Their 2024 Season & Recent Trends
The thing that stands out most over their past six seasons (a range chose solely to prove a point, but still reasonable) is SKC breaking those long-term patterns into the kinds of pieces one can only get by throwing something on the floor again and again. SKC went over the average for goals allowed in four of the past six seasons, and the offense only made up for that in 2020 and 2021. Both of those teams looked good on paper – they won the Western Conference in 2020 – but, as noted above, SKC crashed out in the quarterfinals in both seasons. 2024 marks the first season where they went well over in terms of goals allowed. Against that, 2024 saw Russell and Salloi’s posting half the numbers they did in 2021, Alan Pulido chipping in numbers you'd expect from a journeyman/”U22 prospect”; they got about as much from Erik Thommy and a little more from Willie Agada, and the sum of all that added up to missing the 2024 post-season entirely. SKC didn’t miss by a little either: they finished 16 points behind my Portland Timbers, on 31 points, i.e., an average of 0.91 points per game over the season. What little hope they had of doing anything better than nothing died by a four-game losing streak to end the season.

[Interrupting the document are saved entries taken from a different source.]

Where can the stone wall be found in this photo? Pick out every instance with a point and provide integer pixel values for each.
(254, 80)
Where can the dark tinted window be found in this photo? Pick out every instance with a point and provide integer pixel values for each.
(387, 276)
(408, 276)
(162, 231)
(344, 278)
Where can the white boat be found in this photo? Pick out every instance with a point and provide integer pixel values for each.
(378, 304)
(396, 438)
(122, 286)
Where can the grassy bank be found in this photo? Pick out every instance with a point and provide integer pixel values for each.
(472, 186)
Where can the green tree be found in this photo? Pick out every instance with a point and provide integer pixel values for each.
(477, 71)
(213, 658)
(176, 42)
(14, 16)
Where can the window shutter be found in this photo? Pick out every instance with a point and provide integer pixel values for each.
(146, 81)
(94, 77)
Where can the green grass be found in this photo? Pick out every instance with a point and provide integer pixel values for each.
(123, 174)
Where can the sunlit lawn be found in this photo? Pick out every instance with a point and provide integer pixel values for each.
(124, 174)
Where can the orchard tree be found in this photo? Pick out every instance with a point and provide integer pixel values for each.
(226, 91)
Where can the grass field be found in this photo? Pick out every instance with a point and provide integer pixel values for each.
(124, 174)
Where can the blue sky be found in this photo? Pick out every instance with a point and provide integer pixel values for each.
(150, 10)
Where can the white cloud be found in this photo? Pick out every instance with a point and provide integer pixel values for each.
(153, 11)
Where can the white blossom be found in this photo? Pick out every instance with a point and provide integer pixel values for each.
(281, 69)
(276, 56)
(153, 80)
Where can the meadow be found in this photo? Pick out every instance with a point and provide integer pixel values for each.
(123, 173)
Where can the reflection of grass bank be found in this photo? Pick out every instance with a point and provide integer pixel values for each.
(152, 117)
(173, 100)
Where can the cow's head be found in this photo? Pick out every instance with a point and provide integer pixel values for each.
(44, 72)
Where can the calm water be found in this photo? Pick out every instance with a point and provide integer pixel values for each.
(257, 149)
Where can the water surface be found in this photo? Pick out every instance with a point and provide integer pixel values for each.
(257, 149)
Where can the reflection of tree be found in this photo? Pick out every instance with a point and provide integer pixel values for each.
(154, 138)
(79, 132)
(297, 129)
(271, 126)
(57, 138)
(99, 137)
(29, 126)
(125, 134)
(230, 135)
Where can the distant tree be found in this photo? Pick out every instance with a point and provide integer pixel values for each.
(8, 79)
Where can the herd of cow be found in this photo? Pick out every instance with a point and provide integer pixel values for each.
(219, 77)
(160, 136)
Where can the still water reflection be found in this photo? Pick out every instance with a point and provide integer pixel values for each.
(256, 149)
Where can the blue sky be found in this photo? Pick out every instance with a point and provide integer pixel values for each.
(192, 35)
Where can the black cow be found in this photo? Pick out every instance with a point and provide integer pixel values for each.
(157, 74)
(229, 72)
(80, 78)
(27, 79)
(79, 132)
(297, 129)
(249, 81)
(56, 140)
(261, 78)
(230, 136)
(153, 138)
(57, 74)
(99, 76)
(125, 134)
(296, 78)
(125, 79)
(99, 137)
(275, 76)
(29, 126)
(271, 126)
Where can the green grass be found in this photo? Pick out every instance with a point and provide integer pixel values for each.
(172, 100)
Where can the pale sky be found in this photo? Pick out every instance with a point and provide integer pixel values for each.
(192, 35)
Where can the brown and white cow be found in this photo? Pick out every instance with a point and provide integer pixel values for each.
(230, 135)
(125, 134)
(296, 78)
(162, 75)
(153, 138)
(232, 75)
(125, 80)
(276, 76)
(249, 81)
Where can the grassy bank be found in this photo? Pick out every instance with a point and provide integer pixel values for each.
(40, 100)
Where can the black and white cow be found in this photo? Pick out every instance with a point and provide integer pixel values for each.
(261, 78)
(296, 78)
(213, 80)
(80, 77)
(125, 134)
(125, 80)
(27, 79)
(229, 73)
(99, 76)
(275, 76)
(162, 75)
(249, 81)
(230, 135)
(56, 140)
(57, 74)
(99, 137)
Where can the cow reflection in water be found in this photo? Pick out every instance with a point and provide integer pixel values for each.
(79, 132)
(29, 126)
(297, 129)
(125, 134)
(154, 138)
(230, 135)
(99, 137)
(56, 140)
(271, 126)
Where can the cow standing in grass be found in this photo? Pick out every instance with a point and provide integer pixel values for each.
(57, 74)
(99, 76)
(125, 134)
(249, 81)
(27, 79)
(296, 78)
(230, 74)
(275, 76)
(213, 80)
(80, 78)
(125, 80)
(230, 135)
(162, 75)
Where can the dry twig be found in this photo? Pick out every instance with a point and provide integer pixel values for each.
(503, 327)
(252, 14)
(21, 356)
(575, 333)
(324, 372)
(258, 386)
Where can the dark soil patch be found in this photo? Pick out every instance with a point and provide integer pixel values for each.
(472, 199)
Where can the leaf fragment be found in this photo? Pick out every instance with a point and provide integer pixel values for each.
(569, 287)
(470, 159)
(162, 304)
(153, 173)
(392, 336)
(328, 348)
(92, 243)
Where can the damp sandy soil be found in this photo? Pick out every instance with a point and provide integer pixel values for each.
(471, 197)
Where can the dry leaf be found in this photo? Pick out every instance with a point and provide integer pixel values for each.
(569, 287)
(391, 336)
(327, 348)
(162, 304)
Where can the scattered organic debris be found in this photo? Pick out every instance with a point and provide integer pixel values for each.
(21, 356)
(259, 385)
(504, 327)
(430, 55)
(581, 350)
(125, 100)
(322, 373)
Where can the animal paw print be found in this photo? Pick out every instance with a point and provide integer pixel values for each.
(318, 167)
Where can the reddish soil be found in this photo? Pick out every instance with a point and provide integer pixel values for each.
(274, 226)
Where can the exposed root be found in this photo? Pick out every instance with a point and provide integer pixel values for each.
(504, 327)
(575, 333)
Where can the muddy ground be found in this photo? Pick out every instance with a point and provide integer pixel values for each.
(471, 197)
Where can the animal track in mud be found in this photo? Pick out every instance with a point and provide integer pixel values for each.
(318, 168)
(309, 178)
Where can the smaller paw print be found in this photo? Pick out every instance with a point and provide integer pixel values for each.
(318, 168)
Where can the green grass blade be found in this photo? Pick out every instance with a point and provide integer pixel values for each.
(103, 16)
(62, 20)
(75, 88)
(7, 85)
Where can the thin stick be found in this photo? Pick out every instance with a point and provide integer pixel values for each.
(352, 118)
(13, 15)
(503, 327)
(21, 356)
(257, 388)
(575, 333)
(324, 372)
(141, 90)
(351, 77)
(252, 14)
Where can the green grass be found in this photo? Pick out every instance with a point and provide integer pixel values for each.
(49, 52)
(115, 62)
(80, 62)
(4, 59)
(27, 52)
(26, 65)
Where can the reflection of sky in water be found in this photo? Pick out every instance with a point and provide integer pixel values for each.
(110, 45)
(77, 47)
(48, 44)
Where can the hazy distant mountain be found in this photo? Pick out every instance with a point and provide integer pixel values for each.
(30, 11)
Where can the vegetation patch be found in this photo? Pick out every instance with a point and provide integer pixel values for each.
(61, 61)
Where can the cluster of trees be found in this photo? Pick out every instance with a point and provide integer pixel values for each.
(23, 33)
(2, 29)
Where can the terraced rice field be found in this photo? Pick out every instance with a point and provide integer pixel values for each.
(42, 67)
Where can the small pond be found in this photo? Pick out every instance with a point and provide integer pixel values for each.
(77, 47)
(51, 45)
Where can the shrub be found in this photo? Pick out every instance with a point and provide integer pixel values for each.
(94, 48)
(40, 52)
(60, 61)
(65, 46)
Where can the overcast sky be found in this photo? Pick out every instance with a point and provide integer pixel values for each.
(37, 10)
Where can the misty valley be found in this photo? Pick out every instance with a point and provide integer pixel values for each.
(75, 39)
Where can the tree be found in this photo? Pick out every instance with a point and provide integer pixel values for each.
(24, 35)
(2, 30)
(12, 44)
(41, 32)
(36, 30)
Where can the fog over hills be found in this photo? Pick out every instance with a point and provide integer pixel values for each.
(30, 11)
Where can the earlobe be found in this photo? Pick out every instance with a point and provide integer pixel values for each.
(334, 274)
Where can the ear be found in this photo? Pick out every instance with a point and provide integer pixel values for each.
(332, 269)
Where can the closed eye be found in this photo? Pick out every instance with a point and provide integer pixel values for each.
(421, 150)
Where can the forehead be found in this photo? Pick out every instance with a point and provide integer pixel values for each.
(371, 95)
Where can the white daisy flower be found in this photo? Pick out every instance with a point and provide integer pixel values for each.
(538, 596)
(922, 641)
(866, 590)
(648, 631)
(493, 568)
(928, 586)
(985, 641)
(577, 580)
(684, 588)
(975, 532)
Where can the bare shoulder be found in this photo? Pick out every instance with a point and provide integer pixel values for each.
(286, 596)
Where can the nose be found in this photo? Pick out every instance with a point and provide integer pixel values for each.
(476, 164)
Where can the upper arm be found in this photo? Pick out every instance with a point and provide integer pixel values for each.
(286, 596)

Questions for Their 2025 Season
First and foremost, how is Peter Vermes still coaching this team? How has his "Sell By" date not come and gone after 158 years? On the one hand, sure, they’re still making the playoffs more often than they miss them, on the other, the unavoidable question that hangs over SKC’s roster and coaching staff is what have you done for me lately? At time of writing, not nearly enough. It looks like they added a defender late last season – Joaquin Fernandez (Spanish, 28) – but it’s mostly the same team from 2024 at time of typing, minus, at this point and mainly, Johnny Russell and Tim Melia. Any improvement to the defense would help, obviously, but SKC’s problems with scoring have weighed heavy over the past three seasons too. Like a lot of teams I watched from a distance over 2024, SKC never looked awful; they did, however, get killed by awful lapses in defense, and repeatedly; as any fan or opposing coach could tell you, they just looked brittle. I have no idea how much Fernandez will help them, but, if to the first-degree once removed, their history has shown how far a good defensive team can go with an attack that that does just enough (aka, Molnar). Personally, I can’t imagine a single universe where SKC makes the 2025 playoffs with this roster, at least not one that requires a lot of help from other teams' (and that's teams, plural) failures. Unless this team/front office does something to improve on what's left of the roster, I don't expect anything from them in 2025. Moreover, if the team/front office can do something…it better be good.

To wrap up with a programming note: I put some real thought into how I wanted to roll out each of the MLS teams in this series. I found the original MLS teams the hardest to place – and SKC one of the biggest challenges. They owe their sixth-place rating on the Joy Points Scale more to time in the league to actual, consistent success on the field. Against that, they’re also, to paraphrase Andre 3000, steadily in the mix. Even it has been a minute for them, that’s something.

This series will continue in that vein: I’m rating the MLS teams who have avoided the curse of being serially terrible higher than the teams who went more or less dormant after sometimes enormous early success.

That’s it for this one. My goal is to get through all 10 original MLS teams before the end of 2024. Also, there is no Tampa Bay Mutiny, the Tampa Bay Mutiny doesn’t exist and never has. Heretic.

1 comment:

  1. About Joy Points: This is MLS - where teams can and do (not CHI) go from Woody Spoon to a deep run in the playoffs in a year.
    In that vein, why should successes from 10 and more years ago count for much if anything at all?